The aggregation stays home. This is the one I care about. The sensitive artifact isn’t any single account, it’s the join: every bank, brokerage, and pension in one place. Mine lives in a Postgres database on my own disk. Ask “how did my net worth move this quarter?” and the server queries locally and returns a summary — the full picture never exists anywhere I don’t control.
You choose granularity per surface. My Gmail server can archive, label, and delete — things the official connector won’t — precisely because I decided it should, and I know exactly which OAuth client holds that power.
It’s auditable. One process and one log stream per integration. When I want to know what the model actually asked for last Tuesday, journalctl tells me. No vendor dashboard involved.

What it costs

An honest ledger, since the self-hosting genre loves to skip this part:

Sessions expire. One bank has no headless login, so every few weeks I SSH in and type a 4-digit code. Automation has a floor, and sometimes the floor is a human with a phone.
OAuth apps need babysitting. Consent screens, redirect URIs, verification states — the ambient bureaucracy of pretending to be a real app.
Upstream moves. A dependency update once reverted a patch I’d forgotten I made. The fix was a README note and some humility.
The claude.ai transport is moody. Web-side SSE drops more than it should; reconnecting fixes it. Desktop over Tailscale never blinks.

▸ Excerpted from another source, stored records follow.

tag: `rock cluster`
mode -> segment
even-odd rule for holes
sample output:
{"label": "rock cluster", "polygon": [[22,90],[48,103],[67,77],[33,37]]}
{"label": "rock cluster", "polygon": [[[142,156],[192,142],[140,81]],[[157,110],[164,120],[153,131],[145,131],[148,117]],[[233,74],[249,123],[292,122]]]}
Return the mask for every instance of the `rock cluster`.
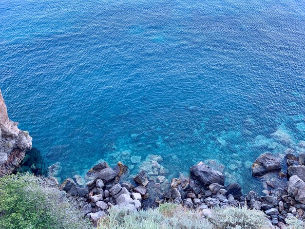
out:
{"label": "rock cluster", "polygon": [[[95,224],[108,214],[110,207],[136,211],[145,207],[144,203],[149,203],[147,200],[151,199],[151,204],[152,201],[157,203],[170,201],[188,209],[196,209],[207,215],[210,213],[209,209],[214,207],[246,206],[264,211],[276,228],[285,228],[287,217],[296,216],[302,220],[305,218],[305,155],[297,157],[291,151],[288,152],[286,157],[286,172],[282,168],[283,161],[278,159],[282,158],[270,153],[262,154],[254,162],[252,174],[265,179],[269,188],[264,190],[266,195],[262,196],[254,191],[243,195],[241,187],[235,183],[225,186],[222,172],[202,162],[191,168],[189,177],[181,175],[179,178],[172,178],[170,183],[160,174],[164,169],[157,161],[161,161],[162,158],[157,155],[148,157],[140,166],[143,170],[137,174],[129,176],[132,178],[130,181],[133,184],[120,181],[121,176],[129,172],[126,166],[119,162],[111,168],[102,162],[87,173],[85,177],[89,181],[85,185],[82,186],[82,178],[77,176],[74,180],[67,179],[60,189],[85,201],[82,208],[84,216]],[[284,185],[279,186],[266,180],[266,176],[269,177],[270,174],[279,177]],[[288,182],[286,177],[289,177]],[[166,186],[161,189],[160,184],[164,182],[168,182],[168,189]],[[162,191],[163,199],[160,200],[155,195],[150,197],[149,192],[152,190]]]}
{"label": "rock cluster", "polygon": [[20,164],[25,152],[32,148],[29,133],[18,129],[11,121],[0,91],[0,177],[12,173]]}
{"label": "rock cluster", "polygon": [[127,167],[120,162],[114,168],[101,162],[88,171],[85,176],[90,180],[83,187],[67,178],[60,189],[84,201],[85,204],[81,209],[84,216],[96,225],[101,217],[108,214],[109,208],[135,211],[141,208],[142,200],[149,197],[146,188],[148,180],[144,171],[133,177],[138,186],[126,181],[120,183],[121,176],[127,170]]}
{"label": "rock cluster", "polygon": [[166,201],[181,203],[188,209],[204,210],[245,204],[237,184],[225,186],[225,176],[202,162],[190,169],[191,177],[173,178],[171,189],[163,192]]}
{"label": "rock cluster", "polygon": [[[278,155],[267,153],[260,155],[252,166],[253,175],[269,176],[266,182],[269,188],[265,190],[267,195],[260,197],[250,192],[246,197],[247,204],[250,208],[264,211],[272,224],[279,228],[283,228],[282,223],[285,223],[287,217],[296,216],[303,221],[305,219],[305,166],[302,164],[305,156],[300,154],[298,157],[294,155],[293,150],[288,149],[283,163]],[[285,164],[286,171],[282,168]],[[274,176],[268,180],[272,174],[277,176],[278,180],[282,179],[284,185],[274,182]],[[288,182],[286,177],[289,178]]]}

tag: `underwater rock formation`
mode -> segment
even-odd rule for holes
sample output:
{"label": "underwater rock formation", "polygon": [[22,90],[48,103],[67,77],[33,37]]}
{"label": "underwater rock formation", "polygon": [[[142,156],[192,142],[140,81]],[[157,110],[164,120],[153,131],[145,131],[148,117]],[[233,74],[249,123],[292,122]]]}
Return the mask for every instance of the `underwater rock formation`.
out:
{"label": "underwater rock formation", "polygon": [[270,152],[261,154],[252,166],[252,174],[261,176],[268,172],[279,172],[282,169],[281,157]]}
{"label": "underwater rock formation", "polygon": [[12,173],[20,164],[25,152],[32,148],[29,133],[17,127],[8,118],[0,90],[0,177]]}

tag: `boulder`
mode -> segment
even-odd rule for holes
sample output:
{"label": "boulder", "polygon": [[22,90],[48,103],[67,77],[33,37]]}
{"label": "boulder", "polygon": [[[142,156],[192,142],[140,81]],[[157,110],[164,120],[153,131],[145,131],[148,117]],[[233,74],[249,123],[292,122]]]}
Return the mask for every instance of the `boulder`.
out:
{"label": "boulder", "polygon": [[73,180],[71,178],[68,178],[66,179],[65,181],[60,185],[59,189],[68,192],[72,188],[76,187],[76,185]]}
{"label": "boulder", "polygon": [[132,196],[133,197],[133,199],[134,200],[138,200],[139,201],[142,201],[142,197],[141,196],[141,194],[137,192],[133,192],[132,193]]}
{"label": "boulder", "polygon": [[98,201],[96,202],[95,204],[96,205],[96,206],[101,209],[102,210],[105,210],[108,207],[107,204],[104,201]]}
{"label": "boulder", "polygon": [[97,211],[95,213],[91,213],[90,214],[91,216],[91,219],[95,225],[97,224],[99,219],[105,215],[105,212],[102,210]]}
{"label": "boulder", "polygon": [[138,164],[141,162],[141,156],[132,156],[130,160],[133,164]]}
{"label": "boulder", "polygon": [[89,194],[89,191],[87,189],[74,187],[68,191],[68,193],[73,196],[86,197]]}
{"label": "boulder", "polygon": [[260,200],[265,204],[270,205],[272,208],[275,208],[279,205],[279,202],[275,196],[266,195],[260,197]]}
{"label": "boulder", "polygon": [[90,213],[92,211],[92,207],[90,204],[87,204],[81,208],[81,212],[84,214],[84,216],[86,215],[88,213]]}
{"label": "boulder", "polygon": [[296,175],[291,176],[288,181],[288,194],[305,204],[305,182]]}
{"label": "boulder", "polygon": [[216,183],[212,183],[209,186],[209,189],[210,190],[213,194],[216,194],[217,191],[219,191],[219,190],[224,188],[225,188],[224,186]]}
{"label": "boulder", "polygon": [[122,187],[121,187],[121,185],[119,184],[116,184],[109,190],[110,195],[114,196],[114,195],[119,193]]}
{"label": "boulder", "polygon": [[305,166],[294,165],[288,168],[288,174],[290,176],[297,175],[303,181],[305,182]]}
{"label": "boulder", "polygon": [[195,198],[193,199],[193,203],[194,204],[199,204],[201,203],[201,201],[200,201],[200,199],[198,198]]}
{"label": "boulder", "polygon": [[202,162],[191,167],[190,170],[191,176],[205,186],[208,186],[212,183],[216,183],[222,186],[225,184],[224,174]]}
{"label": "boulder", "polygon": [[219,206],[220,202],[217,199],[214,199],[211,197],[208,197],[205,199],[205,202],[207,205],[210,207],[213,207]]}
{"label": "boulder", "polygon": [[277,215],[279,214],[279,211],[276,209],[270,209],[265,211],[265,213],[268,215]]}
{"label": "boulder", "polygon": [[228,196],[228,200],[229,200],[229,203],[231,205],[234,205],[235,206],[237,206],[237,203],[236,203],[235,200],[234,199],[233,195],[232,195],[231,194],[230,194],[229,196]]}
{"label": "boulder", "polygon": [[145,187],[148,184],[148,180],[146,177],[146,173],[144,170],[133,177],[133,180],[139,185]]}
{"label": "boulder", "polygon": [[217,194],[216,195],[216,198],[221,202],[228,202],[228,199],[223,195],[221,194]]}
{"label": "boulder", "polygon": [[171,199],[172,197],[172,190],[167,190],[163,191],[163,198],[166,199]]}
{"label": "boulder", "polygon": [[227,196],[231,194],[234,196],[234,198],[236,199],[240,197],[243,195],[242,187],[236,183],[229,184],[226,187],[226,189],[227,190],[226,195]]}
{"label": "boulder", "polygon": [[174,203],[180,204],[182,202],[181,194],[177,189],[172,189],[172,196],[173,198]]}
{"label": "boulder", "polygon": [[101,194],[98,195],[93,195],[90,197],[90,200],[94,203],[96,203],[100,200],[103,200],[103,195]]}
{"label": "boulder", "polygon": [[130,197],[129,194],[123,194],[116,199],[116,204],[120,205],[123,203],[130,203],[133,199]]}
{"label": "boulder", "polygon": [[101,162],[97,165],[95,165],[87,172],[85,176],[87,180],[95,179],[100,172],[108,167],[107,163],[105,162]]}
{"label": "boulder", "polygon": [[97,179],[97,180],[96,180],[96,181],[95,182],[95,185],[96,186],[97,188],[98,188],[99,189],[102,189],[103,187],[105,186],[103,181],[102,180],[100,180],[99,179]]}
{"label": "boulder", "polygon": [[261,154],[252,165],[252,174],[254,176],[261,176],[266,173],[280,172],[281,157],[267,152]]}
{"label": "boulder", "polygon": [[133,191],[135,192],[138,192],[143,196],[147,192],[147,188],[140,185],[140,186],[134,188],[133,189]]}
{"label": "boulder", "polygon": [[305,165],[305,153],[300,153],[299,155],[299,164]]}
{"label": "boulder", "polygon": [[171,187],[175,189],[181,184],[181,180],[178,178],[172,178],[171,181]]}
{"label": "boulder", "polygon": [[194,198],[196,198],[196,195],[195,194],[195,193],[189,192],[187,195],[187,198],[191,198],[192,199],[193,199]]}
{"label": "boulder", "polygon": [[137,210],[139,210],[141,208],[141,202],[138,200],[133,200],[133,203],[134,205],[134,207],[136,208]]}
{"label": "boulder", "polygon": [[109,167],[102,170],[96,175],[97,179],[100,179],[104,183],[107,183],[114,179],[116,176],[116,172]]}
{"label": "boulder", "polygon": [[129,192],[128,191],[128,190],[127,190],[127,189],[125,187],[122,188],[122,189],[119,191],[119,192],[114,195],[114,197],[115,199],[117,199],[117,197],[118,197],[119,196],[120,196],[122,194],[130,194]]}
{"label": "boulder", "polygon": [[128,211],[136,211],[137,210],[136,207],[135,206],[135,203],[132,201],[130,203],[122,203],[119,205],[115,205],[114,208],[124,209]]}
{"label": "boulder", "polygon": [[191,202],[191,199],[183,200],[183,206],[187,209],[192,209],[194,207],[194,204]]}
{"label": "boulder", "polygon": [[134,188],[134,186],[131,183],[127,181],[125,181],[123,182],[121,185],[121,186],[126,188],[126,189],[129,191]]}

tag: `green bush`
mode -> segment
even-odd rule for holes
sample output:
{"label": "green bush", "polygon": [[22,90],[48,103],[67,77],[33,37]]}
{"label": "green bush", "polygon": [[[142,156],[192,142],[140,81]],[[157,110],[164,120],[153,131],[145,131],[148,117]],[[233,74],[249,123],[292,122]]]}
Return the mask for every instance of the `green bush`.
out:
{"label": "green bush", "polygon": [[262,211],[247,208],[215,209],[204,218],[199,212],[180,205],[165,203],[158,208],[137,212],[113,208],[102,218],[98,229],[267,229],[270,228]]}
{"label": "green bush", "polygon": [[0,228],[87,229],[77,202],[29,173],[0,178]]}
{"label": "green bush", "polygon": [[266,229],[270,228],[263,211],[247,207],[216,208],[209,218],[215,229]]}

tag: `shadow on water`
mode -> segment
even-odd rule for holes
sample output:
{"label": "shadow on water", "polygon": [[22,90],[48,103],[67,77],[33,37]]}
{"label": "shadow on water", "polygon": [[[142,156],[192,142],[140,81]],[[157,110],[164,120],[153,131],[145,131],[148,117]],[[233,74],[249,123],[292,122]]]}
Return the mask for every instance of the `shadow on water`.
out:
{"label": "shadow on water", "polygon": [[47,171],[47,166],[40,152],[36,148],[26,153],[22,163],[17,170],[19,172],[32,172],[35,175],[46,175]]}

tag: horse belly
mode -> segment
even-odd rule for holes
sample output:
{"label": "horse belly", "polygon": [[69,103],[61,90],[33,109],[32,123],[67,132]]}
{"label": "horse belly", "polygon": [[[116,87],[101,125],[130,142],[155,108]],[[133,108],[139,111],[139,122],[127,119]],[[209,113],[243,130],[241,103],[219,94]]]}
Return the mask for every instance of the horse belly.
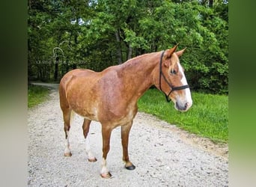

Call it 15 minutes a month, heavily front-loaded. Whether that’s a price or a hobby depends on you. For me it scratches the same itch as the rest of the homelab: I’d rather own a little toil than rent away all the control.

The trade I actually wanted

Assistants are useful in proportion to the context you give them, which creates an uncomfortable gradient: the more useful the assistant, the more of your life sits behind someone else’s connector. Most people resolve it by withholding everything or surrendering everything. Self-hosted MCP is the third option. The model stays rented — that’s fine, I can’t run it anyway — but the memory, the credentials, the joins, the levers live on a small quiet box in my apartment, mine to grant, scope, and revoke.

There’s a second payoff I didn’t plan for. Because these servers speak an open protocol instead of a vendor SDK, the model stays swappable. Today my client is Claude and I’m happy there, but nothing is welded to it — point any MCP-capable client at the same servers and they answer the same. The day I want to switch providers, or run a local model against my own data, the integration layer doesn’t change a line. Owning your data and staying free to choose the brain that reads it turn out to be the same decision.

So Claude gets exactly what I hand it, one tool call at a time, for as long as I choose Claude. That’s not distrust of the model. It’s just the correct default for everything else in the chain.